Set the CONNECT_HOST. If you are running this on Docker Machine, then the hostname will be docker-machine ip <your docker machine name>.

export CONNECT_HOST=localhost

Create the JDBC Source connector.

curl -X POST \
  -H "Content-Type: application/json" \
  --data '{ "name": "quickstart-jdbc-source", "config": { "connector.class": "io.confluent.connect.jdbc.JdbcSourceConnector", "tasks.max": 1, "connection.url": "jdbc:mysql://127.0.0.1:3306/connect_test?user=root&password=confluent", "mode": "incrementing", "incrementing.column.name": "id", "timestamp.column.name": "modified", "topic.prefix": "quickstart-jdbc-", "poll.interval.ms": 1000 } }' \
  http://$CONNECT_HOST:28083/connectors

The output of this command should be similar to the message shown below:

{"name":"quickstart-jdbc-source","config":{"connector.class":"io.confluent.connect.jdbc.JdbcSourceConnector","tasks.max":"1","connection.url":"jdbc:mysql://127.0.0.1:3306/connect_test?user=root&password=confluent","mode":"incrementing","incrementing.column.name":"id","timestamp.column.name":"modified","topic.prefix":"quickstart-jdbc-","poll.interval.ms":"1000","name":"quickstart-jdbc-source"},"tasks":[]}

Check the status of the connector using curl as follows:

curl -s -X GET http://$CONNECT_HOST:28083/connectors/quickstart-jdbc-source/status

You should see the following:

{"name":"quickstart-jdbc-source","connector":{"state":"RUNNING","worker_id":"localhost:28083"},"tasks":[{"state":"RUNNING","id":0,"worker_id":"localhost:28083"}]}

The JDBC sink create intermediate topics for storing data. We should see a quickstart-jdbc-test topic.

docker run \
   --net=host \
   --rm \
   confluentinc/cp-kafka:3.1.2 \
   kafka-topics --describe --zookeeper localhost:32181

Now we will read from the quickstart-jdbc-test topic to check if the connector works.

docker run \
 --net=host \
 --rm \
 confluentinc/cp-schema-registry:3.1.2 \
 kafka-avro-console-consumer --bootstrap-server localhost:29092 --topic quickstart-jdbc-test --new-consumer --from-beginning --max-messages 10

You should see the following:

{"id":1,"name":{"string":"alice"},"email":{"string":"[email protected]"},"department":{"string":"engineering"},"modified":1472153437000}
{"id":2,"name":{"string":"bob"},"email":{"string":"[email protected]"},"department":{"string":"sales"},"modified":1472153437000}
....
{"id":10,"name":{"string":"bob"},"email":{"string":"[email protected]"},"department":{"string":"sales"},"modified":1472153439000}
Processed a total of 10 messages
  1. We will now launch a File Sink to read from this topic and write to an output file.
curl -X POST -H "Content-Type: application/json" \
  --data '{"name": "quickstart-avro-file-sink", "config": {"connector.class":"org.apache.kafka.connect.file.FileStreamSinkConnector", "tasks.max":"1", "topics":"quickstart-jdbc-test", "file": "/tmp/quickstart/jdbc-output.txt"}}' \
  http://$CONNECT_HOST:28083/connectors

You should see the following in the output.

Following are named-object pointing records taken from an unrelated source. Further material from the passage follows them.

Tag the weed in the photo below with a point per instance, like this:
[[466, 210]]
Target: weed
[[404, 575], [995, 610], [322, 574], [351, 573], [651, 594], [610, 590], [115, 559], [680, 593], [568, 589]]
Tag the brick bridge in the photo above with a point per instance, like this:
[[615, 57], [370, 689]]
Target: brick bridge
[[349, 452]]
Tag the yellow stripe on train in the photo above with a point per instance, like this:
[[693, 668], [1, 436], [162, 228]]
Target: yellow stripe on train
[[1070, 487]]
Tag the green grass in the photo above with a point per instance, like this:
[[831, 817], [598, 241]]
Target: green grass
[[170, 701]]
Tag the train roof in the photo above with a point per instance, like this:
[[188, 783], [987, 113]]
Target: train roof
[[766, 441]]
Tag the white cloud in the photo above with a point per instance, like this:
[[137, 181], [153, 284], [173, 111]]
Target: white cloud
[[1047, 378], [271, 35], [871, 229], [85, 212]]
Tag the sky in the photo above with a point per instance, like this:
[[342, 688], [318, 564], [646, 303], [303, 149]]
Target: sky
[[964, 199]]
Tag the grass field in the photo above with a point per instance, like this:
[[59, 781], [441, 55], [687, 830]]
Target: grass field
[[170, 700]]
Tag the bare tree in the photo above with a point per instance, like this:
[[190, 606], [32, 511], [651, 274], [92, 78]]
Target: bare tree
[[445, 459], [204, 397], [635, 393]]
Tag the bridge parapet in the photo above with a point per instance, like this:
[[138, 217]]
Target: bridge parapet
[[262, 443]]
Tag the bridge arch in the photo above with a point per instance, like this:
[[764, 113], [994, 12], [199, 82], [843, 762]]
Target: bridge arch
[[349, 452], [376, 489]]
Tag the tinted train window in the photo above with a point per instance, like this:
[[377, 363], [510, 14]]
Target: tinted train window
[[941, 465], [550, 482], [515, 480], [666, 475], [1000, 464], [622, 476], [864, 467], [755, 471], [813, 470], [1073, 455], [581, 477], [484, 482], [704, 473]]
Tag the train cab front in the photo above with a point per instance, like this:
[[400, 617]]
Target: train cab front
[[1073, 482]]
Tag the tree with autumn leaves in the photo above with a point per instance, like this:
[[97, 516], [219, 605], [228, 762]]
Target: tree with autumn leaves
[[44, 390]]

{"name":"quickstart-avro-file-sink","config":{"connector.class":"org.apache.kafka.connect.file.FileStreamSinkConnector","tasks.max":"1","topics":"quickstart-jdbc-test","file":"/tmp/quickstart/jdbc-output.txt","name":"quickstart-avro-file-sink"},"tasks":[]}

Check the status of the connector by running the following curl command:

curl -s -X GET http://$CONNECT_HOST:28083/connectors/quickstart-avro-file-sink/status

You should get the response shown below:

{"name":"quickstart-avro-file-sink","connector":{"state":"RUNNING","worker_id":"localhost:28083"},"tasks":[{"state":"RUNNING","id":0,"worker_id":"localhost:28083"}]}

Now check the file to see if the data is present. You will need to SSH into the VM if you are running Docker Machine.

cat /tmp/quickstart/file/jdbc-output.txt | wc -l

You should see 10 as the output.

Because of https://issues.apache.org/jira/browse/KAFKA-4070, you will not see the actual data in the file.

  1. Once you’re done, cleaning up is simple. You can simply run docker rm -f $(docker ps -a -q) to delete all the containers we created in the steps above. Because we allowed Kafka and Zookeeper to store data on their respective containers, there are no additional volumes to clean up. If you also want to remove the Docker machine you used, you can do so using docker-machine rm <machine-name>>.